# Anyone ride at MMA in Meridian MS?



## Stogi (Feb 24, 2010)

Meridian Motorcycle Assoc. I was told about this place by some family members who ride there. The fee's are *$50 A YEAR*..:bigok: for the whole family. 800 acres , not much mud from what I hear, but some good trails. Crap... I can't get my crew into CCC for less than $125 a day, and it's not but another 15min driving time from my house. Oh yeah.... no drinking and helmets required.


----------



## Polaris425 (Dec 16, 2004)

Ive heard bad stuff, but it was from people who are only interested in mud... so... If you like trails I think its a good place to go. Once I get another quad lined up One saturday when ya'll are gonna be there let me know. It's not but about 1.5 hours from us.


----------



## Stogi (Feb 24, 2010)

Polaris425 said:


> Ive heard bad stuff, but it was from people who are only interested in mud... so... If you like trails I think its a good place to go. Once I get another quad lined up One saturday when ya'll are gonna be there let me know. It's not but about 1.5 hours from us.
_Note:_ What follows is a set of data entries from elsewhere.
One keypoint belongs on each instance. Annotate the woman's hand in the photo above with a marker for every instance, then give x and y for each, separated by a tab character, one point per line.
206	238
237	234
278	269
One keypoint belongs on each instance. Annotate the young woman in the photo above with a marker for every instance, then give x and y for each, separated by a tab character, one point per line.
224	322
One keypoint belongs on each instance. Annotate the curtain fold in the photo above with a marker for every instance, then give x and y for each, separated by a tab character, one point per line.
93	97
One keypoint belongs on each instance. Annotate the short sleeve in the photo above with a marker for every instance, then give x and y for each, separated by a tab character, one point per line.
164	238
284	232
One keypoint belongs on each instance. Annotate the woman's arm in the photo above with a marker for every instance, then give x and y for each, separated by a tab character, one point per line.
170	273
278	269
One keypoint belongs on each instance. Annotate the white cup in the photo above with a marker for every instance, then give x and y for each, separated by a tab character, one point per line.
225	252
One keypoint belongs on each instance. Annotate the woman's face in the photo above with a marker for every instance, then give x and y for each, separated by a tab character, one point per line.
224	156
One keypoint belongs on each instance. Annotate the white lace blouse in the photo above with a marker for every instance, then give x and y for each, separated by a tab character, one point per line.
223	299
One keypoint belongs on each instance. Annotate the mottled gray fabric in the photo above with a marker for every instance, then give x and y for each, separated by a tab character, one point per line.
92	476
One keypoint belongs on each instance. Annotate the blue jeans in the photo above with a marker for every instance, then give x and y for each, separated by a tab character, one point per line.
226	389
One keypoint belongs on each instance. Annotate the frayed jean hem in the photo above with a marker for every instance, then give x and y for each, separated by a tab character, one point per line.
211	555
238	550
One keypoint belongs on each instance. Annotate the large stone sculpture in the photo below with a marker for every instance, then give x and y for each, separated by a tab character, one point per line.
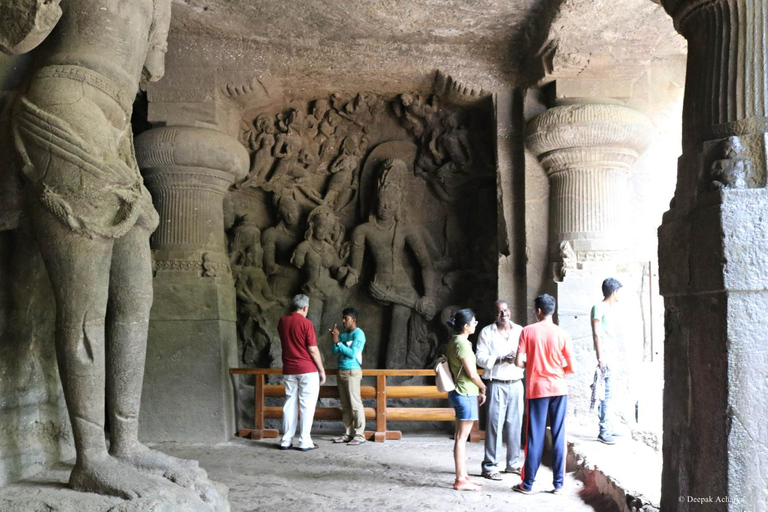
387	237
93	217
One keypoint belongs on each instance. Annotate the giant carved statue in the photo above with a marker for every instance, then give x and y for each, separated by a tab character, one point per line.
92	217
386	238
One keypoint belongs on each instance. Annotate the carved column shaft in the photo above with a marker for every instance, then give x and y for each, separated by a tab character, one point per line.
587	151
192	339
189	200
713	255
727	87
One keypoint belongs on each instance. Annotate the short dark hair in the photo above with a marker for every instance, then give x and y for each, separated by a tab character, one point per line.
546	303
299	301
461	318
610	285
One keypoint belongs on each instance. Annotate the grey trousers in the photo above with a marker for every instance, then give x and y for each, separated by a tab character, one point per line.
504	424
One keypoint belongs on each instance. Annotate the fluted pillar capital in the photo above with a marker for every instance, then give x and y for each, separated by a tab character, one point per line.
587	150
593	131
188	171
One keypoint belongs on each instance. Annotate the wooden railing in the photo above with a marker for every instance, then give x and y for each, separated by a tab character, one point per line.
381	413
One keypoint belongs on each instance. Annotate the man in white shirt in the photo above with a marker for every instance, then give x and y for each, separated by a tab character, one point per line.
496	349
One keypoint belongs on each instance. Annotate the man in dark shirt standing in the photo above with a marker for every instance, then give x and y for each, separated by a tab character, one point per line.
303	373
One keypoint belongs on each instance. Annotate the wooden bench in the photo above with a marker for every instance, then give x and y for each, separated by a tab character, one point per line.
381	413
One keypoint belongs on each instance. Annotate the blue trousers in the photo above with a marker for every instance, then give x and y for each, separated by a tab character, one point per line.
539	409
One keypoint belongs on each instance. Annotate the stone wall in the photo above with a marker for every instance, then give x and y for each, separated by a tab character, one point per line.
34	427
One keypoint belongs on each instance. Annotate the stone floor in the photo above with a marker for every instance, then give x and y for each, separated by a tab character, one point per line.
413	474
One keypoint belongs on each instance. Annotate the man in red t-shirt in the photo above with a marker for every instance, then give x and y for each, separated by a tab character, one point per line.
545	351
303	373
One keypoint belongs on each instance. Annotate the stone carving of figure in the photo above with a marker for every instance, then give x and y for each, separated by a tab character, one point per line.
279	242
733	170
452	143
261	144
93	216
318	255
343	181
254	297
386	238
287	144
416	115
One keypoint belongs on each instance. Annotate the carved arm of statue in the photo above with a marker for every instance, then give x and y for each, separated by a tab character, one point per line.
154	64
356	258
26	24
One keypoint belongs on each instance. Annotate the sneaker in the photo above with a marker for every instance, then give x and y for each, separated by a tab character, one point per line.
606	439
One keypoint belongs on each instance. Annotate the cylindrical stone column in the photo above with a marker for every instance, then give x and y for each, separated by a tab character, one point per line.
192	339
587	151
188	171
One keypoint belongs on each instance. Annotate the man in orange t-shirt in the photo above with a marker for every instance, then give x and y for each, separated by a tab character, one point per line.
545	351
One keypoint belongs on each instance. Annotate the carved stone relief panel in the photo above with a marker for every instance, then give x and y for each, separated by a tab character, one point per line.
386	204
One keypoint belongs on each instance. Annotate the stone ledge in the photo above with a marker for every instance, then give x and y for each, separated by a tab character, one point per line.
624	477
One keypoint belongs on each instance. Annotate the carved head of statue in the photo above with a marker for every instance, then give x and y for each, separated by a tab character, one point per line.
319	109
733	147
264	123
323	225
288	211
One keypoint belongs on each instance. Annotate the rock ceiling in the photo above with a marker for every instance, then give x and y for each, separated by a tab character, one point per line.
526	40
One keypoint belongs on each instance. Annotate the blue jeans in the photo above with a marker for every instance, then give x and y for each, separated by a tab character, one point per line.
604	407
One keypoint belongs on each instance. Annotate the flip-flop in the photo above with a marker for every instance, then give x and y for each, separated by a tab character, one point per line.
521	488
464	485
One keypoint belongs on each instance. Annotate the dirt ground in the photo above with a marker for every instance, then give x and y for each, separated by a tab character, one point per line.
414	474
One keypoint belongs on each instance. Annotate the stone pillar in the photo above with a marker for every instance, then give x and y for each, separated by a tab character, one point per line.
713	257
192	333
587	150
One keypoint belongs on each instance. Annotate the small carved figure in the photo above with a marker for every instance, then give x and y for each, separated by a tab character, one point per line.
279	243
318	255
387	239
246	235
261	145
733	170
342	184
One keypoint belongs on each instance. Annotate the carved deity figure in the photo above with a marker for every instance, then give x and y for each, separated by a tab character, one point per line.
92	217
733	170
387	238
261	144
279	242
254	297
342	183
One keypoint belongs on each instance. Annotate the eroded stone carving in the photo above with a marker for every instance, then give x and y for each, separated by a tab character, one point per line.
387	237
734	170
93	216
323	170
320	255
Shoot yeah man!! I'll do that for sure. I looked at the pics and vids they have on the site. The mud that is there isn't much to talk about , but, the trails seem to be pretty good.


----------



## hondarecoveryman (Feb 28, 2009)

Its a hour north of my house but i have never been , If you guys go I will meet you up there ,if it sucks we can ride a hour south to my place


----------



## Polaris425 (Dec 16, 2004)

sounds good. I'm going to look at a bike this afternoon. It will be perfect for trails until I put backs on it :rockn: and I plan on keeping those stockers on it for trails.


----------



## JoeBrute (Dec 2, 2009)

Hey folks, I havent been on here in a long time, I joined when the site first started up then somewhere along the line my username and pw got lost (was not recognized by the site), so I had to rejoin. Anyway yall should come check out the Meridian OHV park. I think it was originally for MX but they made trails for atv's. There is not a lot of mud mostly because of the soil type. The powerline there has a lot of sand so it soaks up the water pretty quick. There are some trails that are pretty challenging especially for inexperienced riders. It has a pretty nice camping area with a pavillion and grill. They do have a port a potty but no running water. There is also a public lake that joins the camping area where you can fish. BEWARE of all the broken glass/bottles at the waters edge! They have a hill there called headlight hill, I climbed it once on my brute but dont think I will be trying that again! There are some other hills there but most dont have much of a problem with them but make sure your brakes are good. The desert trail has a lot of whoops and is a lot of fun for kids. Anyway just trying to give a some insight as to what is there. I ride there pretty regular so if you have questions just ask.


----------



## phreebsd (Dec 16, 2004)

^ what was your old username?


----------



## Polaris425 (Dec 16, 2004)

phreebsd said:


> ^ what was your old username?


Same name... he means the old site.. Joe bought my Laws... At least, I'm pretty sure it's the same JoeBrute that bought my Laws.. :rockn:

I just picked up my scrambler last night, so I'm ready to ride!


----------



## JoeBrute (Dec 2, 2009)

Yep, same ol' Joe. I still have those 29.5's on my bike and they still look about new. Prolly gonna get some other tires and wheels for trail riding. I picked up a honda 300 4x4 a little while back that I have been tinkering with. I put a gear reduction and some 26" sti mud trax with ss12's on it. I kinda got big plans for it but all the maint. cost on the others has sloowed this project!!!! LOL If yall plan a trip to Meridian let me know so I can ride with ya.


----------



## Polaris425 (Dec 16, 2004)

Will do.


----------